- Origin: Tallinn
- Genres: Heavy metal, jazz rock
- Years active: 1976–1983
- Members: Jüri Roosa, Erki Sepp
- Past members: Gunnar Graps, Vjatšeslav Kobrin

= Magnetic Band =

Estonian musical group

Magnetic Band was an Estonian metal-rock and jazz-rock band.

==History==
Magnetic Band was formed in 1976 by Gunnar Graps. They played jazz-rock, which had influences of reggae and funk-soul. Later, after Graps graduated from Tallinn music school (in 1977), Magnetic Band was reformed and started to play metal-rock as well. Magnetic Band soon became one of the most popular heavy-music bands in Soviet Union.

In 1980 Magnetic Band got first prize in the Tbilisi Rock Festival (1980). They performed a mixture of jazz-rock, blues and funk and was noted for their instrumental mastership.

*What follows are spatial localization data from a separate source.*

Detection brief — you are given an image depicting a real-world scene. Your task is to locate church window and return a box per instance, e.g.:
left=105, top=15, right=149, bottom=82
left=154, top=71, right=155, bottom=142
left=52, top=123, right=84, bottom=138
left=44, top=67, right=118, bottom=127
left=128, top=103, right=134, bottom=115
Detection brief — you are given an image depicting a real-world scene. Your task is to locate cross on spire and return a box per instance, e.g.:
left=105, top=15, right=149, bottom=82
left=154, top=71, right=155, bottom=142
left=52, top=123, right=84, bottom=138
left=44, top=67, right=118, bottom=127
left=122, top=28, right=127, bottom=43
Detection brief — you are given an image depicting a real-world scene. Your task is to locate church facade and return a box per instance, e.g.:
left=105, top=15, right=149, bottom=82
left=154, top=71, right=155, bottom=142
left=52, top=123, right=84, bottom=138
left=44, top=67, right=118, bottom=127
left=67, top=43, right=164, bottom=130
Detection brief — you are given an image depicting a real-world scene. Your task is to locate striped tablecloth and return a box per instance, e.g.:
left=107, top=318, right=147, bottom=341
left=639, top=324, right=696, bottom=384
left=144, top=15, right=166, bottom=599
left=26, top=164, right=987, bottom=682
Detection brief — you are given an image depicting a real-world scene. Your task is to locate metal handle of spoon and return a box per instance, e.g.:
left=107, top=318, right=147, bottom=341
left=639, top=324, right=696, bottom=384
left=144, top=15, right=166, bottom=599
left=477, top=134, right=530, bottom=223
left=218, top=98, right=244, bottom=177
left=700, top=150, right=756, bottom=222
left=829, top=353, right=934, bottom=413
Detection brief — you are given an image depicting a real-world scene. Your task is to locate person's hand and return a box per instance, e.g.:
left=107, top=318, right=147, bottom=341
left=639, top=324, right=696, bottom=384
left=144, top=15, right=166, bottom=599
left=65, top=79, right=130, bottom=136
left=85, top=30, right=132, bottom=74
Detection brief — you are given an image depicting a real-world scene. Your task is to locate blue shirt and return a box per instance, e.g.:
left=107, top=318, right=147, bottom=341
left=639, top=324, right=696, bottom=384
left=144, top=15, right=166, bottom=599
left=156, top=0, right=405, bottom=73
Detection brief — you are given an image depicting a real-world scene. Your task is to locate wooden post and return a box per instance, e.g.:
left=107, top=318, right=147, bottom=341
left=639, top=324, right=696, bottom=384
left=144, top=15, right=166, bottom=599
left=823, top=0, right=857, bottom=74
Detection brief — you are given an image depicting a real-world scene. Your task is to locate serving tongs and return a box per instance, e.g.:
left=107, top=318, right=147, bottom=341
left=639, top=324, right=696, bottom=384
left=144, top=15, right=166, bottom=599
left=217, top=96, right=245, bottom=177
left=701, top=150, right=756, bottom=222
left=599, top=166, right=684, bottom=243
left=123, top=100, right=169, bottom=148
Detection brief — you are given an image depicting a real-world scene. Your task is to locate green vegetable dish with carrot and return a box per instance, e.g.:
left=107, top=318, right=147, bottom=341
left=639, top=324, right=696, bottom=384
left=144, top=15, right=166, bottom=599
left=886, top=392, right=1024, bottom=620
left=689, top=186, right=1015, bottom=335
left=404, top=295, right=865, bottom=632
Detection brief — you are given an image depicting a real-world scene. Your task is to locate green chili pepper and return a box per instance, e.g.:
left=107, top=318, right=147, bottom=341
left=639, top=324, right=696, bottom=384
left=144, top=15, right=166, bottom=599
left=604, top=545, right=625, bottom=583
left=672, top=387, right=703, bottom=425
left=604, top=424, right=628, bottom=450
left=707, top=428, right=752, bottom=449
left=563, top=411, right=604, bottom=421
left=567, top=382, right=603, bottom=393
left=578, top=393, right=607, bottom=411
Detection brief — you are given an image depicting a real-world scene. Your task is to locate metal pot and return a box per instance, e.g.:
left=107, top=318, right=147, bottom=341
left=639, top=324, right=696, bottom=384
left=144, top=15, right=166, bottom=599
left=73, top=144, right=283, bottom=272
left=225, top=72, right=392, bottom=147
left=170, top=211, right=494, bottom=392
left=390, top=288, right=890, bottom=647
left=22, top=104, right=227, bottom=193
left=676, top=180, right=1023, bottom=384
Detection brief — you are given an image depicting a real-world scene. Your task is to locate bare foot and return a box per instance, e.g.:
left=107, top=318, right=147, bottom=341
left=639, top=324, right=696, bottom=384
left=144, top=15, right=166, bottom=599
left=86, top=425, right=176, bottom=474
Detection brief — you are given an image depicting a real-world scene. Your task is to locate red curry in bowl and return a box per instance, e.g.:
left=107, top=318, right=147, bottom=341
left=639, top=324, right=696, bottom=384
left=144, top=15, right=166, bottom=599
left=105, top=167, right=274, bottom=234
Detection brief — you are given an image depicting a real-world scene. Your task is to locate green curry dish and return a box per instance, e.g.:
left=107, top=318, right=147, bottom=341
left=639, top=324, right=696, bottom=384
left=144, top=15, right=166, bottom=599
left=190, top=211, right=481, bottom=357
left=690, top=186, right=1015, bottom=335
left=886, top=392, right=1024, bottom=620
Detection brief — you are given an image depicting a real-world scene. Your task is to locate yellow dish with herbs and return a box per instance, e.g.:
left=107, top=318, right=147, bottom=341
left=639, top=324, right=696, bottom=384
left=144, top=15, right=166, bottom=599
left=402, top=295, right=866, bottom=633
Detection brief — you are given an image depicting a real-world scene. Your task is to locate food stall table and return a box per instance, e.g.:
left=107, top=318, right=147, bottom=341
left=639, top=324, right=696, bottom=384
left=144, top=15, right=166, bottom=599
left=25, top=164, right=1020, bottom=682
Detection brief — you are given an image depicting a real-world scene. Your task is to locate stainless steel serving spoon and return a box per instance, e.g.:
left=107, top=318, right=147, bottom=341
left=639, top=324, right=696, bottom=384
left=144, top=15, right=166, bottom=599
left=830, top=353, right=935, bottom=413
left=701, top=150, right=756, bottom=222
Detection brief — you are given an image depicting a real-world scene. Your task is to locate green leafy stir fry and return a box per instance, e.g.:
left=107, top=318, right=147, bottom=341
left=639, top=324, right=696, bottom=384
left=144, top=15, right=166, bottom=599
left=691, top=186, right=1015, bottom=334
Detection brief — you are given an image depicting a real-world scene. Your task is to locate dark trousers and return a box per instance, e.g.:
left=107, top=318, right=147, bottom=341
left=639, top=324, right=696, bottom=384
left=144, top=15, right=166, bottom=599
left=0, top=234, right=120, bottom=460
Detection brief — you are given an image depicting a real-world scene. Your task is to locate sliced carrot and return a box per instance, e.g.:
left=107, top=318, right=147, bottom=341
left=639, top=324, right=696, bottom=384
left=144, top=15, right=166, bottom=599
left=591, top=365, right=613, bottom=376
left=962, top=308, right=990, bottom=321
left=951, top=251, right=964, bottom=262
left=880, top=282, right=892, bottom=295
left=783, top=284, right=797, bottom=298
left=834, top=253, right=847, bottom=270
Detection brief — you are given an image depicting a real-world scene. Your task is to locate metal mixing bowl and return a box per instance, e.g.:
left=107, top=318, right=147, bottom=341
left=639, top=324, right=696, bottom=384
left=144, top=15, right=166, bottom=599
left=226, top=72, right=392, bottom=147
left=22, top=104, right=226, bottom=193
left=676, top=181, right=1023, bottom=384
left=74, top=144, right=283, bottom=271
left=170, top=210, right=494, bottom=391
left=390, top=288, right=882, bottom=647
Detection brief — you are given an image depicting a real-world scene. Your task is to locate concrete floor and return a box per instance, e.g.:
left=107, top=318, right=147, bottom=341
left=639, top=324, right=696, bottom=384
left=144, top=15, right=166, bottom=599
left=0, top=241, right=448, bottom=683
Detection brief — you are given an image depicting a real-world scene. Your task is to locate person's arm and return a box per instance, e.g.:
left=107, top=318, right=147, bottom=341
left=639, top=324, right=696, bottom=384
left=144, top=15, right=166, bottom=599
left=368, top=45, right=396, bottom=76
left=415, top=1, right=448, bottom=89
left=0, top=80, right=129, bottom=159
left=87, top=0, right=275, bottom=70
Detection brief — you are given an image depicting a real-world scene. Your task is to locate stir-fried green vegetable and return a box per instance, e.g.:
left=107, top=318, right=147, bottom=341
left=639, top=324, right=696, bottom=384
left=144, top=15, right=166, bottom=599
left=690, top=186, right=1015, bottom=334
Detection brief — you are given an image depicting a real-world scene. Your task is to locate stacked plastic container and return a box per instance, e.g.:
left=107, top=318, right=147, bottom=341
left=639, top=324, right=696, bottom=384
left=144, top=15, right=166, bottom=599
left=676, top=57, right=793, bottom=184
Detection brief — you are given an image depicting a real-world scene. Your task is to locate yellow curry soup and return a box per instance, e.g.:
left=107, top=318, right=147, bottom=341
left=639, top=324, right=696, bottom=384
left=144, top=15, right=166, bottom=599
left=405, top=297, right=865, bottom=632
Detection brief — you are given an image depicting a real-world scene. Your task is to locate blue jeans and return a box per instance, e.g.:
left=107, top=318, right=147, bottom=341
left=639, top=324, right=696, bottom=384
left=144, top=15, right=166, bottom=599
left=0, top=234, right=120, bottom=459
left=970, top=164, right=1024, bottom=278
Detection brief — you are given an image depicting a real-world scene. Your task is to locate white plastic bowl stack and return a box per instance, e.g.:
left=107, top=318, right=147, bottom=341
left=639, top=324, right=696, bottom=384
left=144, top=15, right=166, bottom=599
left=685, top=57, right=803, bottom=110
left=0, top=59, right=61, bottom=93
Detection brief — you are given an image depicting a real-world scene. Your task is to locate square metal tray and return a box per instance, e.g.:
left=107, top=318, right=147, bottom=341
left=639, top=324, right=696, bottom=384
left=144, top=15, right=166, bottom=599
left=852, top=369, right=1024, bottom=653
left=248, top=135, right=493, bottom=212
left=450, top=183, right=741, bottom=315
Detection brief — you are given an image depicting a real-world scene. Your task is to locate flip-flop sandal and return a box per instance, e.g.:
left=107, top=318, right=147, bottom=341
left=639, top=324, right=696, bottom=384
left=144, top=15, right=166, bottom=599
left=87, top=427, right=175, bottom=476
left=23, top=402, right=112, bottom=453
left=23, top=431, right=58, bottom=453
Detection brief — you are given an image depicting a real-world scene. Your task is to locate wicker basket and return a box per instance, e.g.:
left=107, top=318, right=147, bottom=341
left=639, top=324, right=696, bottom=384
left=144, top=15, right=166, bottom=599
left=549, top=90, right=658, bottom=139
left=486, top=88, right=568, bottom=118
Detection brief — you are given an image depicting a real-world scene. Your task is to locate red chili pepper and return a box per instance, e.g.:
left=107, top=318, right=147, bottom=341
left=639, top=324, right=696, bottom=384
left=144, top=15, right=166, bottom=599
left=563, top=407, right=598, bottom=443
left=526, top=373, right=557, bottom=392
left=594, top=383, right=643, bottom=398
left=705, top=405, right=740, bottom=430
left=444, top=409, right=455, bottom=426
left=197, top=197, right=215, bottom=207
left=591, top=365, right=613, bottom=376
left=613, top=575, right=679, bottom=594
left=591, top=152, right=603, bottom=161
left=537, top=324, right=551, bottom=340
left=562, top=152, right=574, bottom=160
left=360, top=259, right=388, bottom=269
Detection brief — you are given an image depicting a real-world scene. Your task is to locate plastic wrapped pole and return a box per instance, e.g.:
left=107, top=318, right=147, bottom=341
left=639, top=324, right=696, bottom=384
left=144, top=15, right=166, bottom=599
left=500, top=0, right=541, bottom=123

In 1982, the Washington Post dedicated a whole page to Gunnar Graps and the Magnetic Band. In 1983, Magnetic Band got banned by Soviet authorities and was renamed to Gunnar Graps Group (GGG). GGG performed in Estonia and Soviet Union and was very popular until the end of decade.

They performed until 1989. In 1997, the GGG reunited, although they performed only about once a month.